While we were away, the contractor spent a second day replacing deck boards. By the time we got home, they had come close to completing the replacements. All that’s left now is to rebuilt some steps. Next up, they will clean and power wash the deck, sand where necessary, and paint. But all that will depend on cooperative weather, which may be a while. But progress is most certainly being made.
Today, I’m taking a break from my compilation and anything else requiring the expenditure of much mental energy. Even though I didn’t spent much yesterday, I still feel a need to vegetate. And so I shall.
Thanks, Bev. I’ll give it some thought. And, by the way, your suggestions are always wanted. Whether I opt to follow them, I always truly appreciate them!

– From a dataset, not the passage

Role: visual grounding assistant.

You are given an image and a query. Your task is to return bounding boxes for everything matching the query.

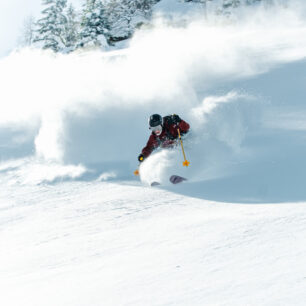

Just a suggestion — perhaps unwanted. Why don’t you pick a topic that interests you, and that you think might interest others — and then pull out enough materials to make a nice sized publication. I don’t know about others, but I don’t really like giant tomes — collected works, etc. I very much like manageable amounts of writing on a particular theme or topic. For example, I like reading what you write about food — cooking, food in restaurants, day trips when you have had food. Or, there’s another possibility. A sort of “day tripping journal” of some of your memorable adventures. That sort of thing is interesting. A reader can pick it up and read a nice essay or chapter. I have friends who are fairly prolific writers and self-publishers, and that tends to be how they publish. I’ve been thinking about something similar. I don’t think we should feel that we have to create some major opus. Small can be interesting and beautiful.